Even those children who do not see their inheritances disappear will be waiting longer for the pay-off to arrive. People are living longer than they used to. Those people born in the 1960s could expect to lose their final living parent at age 58; for those born in the 1980s, this will not happen until they are 64.
It is possible that grandparents may decide to bypass their children in their wills and pass their money straight to their grandkids. There is also scope for them to give money while they are living. But the size of this Bank of Grandma and Grandad is rather smaller than Bomad.

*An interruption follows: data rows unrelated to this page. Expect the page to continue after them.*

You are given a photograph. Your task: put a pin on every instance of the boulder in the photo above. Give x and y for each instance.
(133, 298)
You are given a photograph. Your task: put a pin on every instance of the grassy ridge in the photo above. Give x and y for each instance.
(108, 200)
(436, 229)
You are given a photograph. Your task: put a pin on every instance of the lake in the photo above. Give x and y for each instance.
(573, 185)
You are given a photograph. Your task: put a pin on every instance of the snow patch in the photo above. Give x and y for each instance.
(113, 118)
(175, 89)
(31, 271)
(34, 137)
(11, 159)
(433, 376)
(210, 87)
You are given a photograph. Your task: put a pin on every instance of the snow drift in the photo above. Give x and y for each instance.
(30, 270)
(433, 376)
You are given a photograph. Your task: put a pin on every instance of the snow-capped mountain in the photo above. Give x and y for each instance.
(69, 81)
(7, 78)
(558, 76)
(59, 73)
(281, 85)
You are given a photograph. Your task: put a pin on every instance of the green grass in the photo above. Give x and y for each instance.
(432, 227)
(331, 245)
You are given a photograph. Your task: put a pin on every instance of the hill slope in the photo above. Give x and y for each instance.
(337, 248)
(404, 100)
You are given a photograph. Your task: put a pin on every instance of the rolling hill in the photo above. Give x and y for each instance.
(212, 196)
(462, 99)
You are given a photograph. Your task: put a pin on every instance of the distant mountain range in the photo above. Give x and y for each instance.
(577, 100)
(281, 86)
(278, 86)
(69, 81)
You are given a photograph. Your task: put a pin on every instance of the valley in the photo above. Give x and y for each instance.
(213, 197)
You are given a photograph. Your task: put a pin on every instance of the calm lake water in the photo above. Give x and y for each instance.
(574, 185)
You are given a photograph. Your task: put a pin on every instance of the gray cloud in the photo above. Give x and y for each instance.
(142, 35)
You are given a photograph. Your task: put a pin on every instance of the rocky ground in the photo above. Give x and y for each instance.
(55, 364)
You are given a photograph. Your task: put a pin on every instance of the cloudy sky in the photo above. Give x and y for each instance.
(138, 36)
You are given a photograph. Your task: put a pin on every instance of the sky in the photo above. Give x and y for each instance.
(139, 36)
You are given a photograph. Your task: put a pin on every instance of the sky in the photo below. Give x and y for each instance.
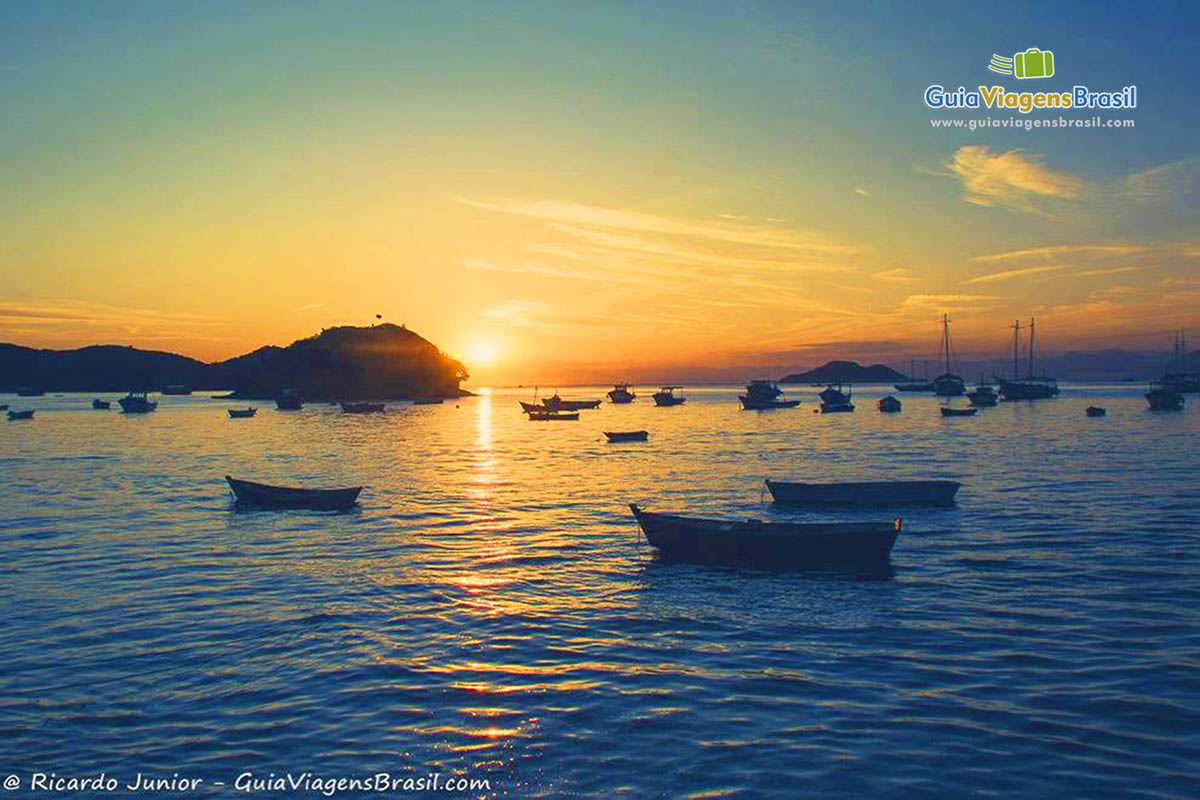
(586, 191)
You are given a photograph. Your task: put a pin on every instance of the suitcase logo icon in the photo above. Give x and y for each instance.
(1030, 64)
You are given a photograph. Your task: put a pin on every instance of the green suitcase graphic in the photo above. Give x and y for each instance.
(1033, 64)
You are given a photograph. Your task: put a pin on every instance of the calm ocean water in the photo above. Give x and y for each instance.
(489, 611)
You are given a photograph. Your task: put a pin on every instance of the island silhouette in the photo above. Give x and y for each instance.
(377, 362)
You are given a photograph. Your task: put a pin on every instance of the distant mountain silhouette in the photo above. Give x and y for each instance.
(845, 372)
(378, 362)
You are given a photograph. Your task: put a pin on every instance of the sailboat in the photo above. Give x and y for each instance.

The Institute for Fiscal Studies estimates that just 9 per cent of all gifts received by family members (and 3 per cent by value) come from their grandparents.
Despite the pressure on older people, the long-term trends that have led to the current importance of the Bank of Mum and Dad will not quickly reverse. The government has a target of building 1.5mn homes in England by 2029 or 300,000 a year. But given that the current housing stock is 25.2mn dwellings, that will make only a small addition to the total; hardly enough to make houses suddenly affordable. By the same token, it seems unlikely that the real wages of twenty- and thirtysomethings are about to rise dramatically, making home ownership more affordable.
Indeed, it seems likely that inequality will widen over time. Of all the gifts made within families, the Institute for Fiscal Studies found that the largest 5 per cent of transfers made up more than half the total value. A second factor is “assortative mating”: those in better-off families tend to marry partners from similar social circumstances. A Resolution Foundation report in 2017 found that adults under 50 who are in couples and have no expectations of inheritance tend to have partners with an average expected windfall of £25,000. But those who expect to inherit more than £500,000 have partners who are likely to receive an average legacy of £190,000.
The situation is reminiscent of the old TV drama, Upstairs Downstairs about the upper classes and their servants in early 20th century England. In this case, the “upstairs” people are those who can afford to own a home with more than one storey and the “downstairs” people are stuck renting a flat. The divide could yet have political consequences as many young people feel their interests are neglected in favour of the retired.
As in Europe and the US, they may turn to populist parties who seek to tear up the political consensus. Whether such parties will improve the situation is another matter. In the meantime, those without access to the Bank of Mum and Dad should reflect on the irony of the old saying “choose your parents wisely”.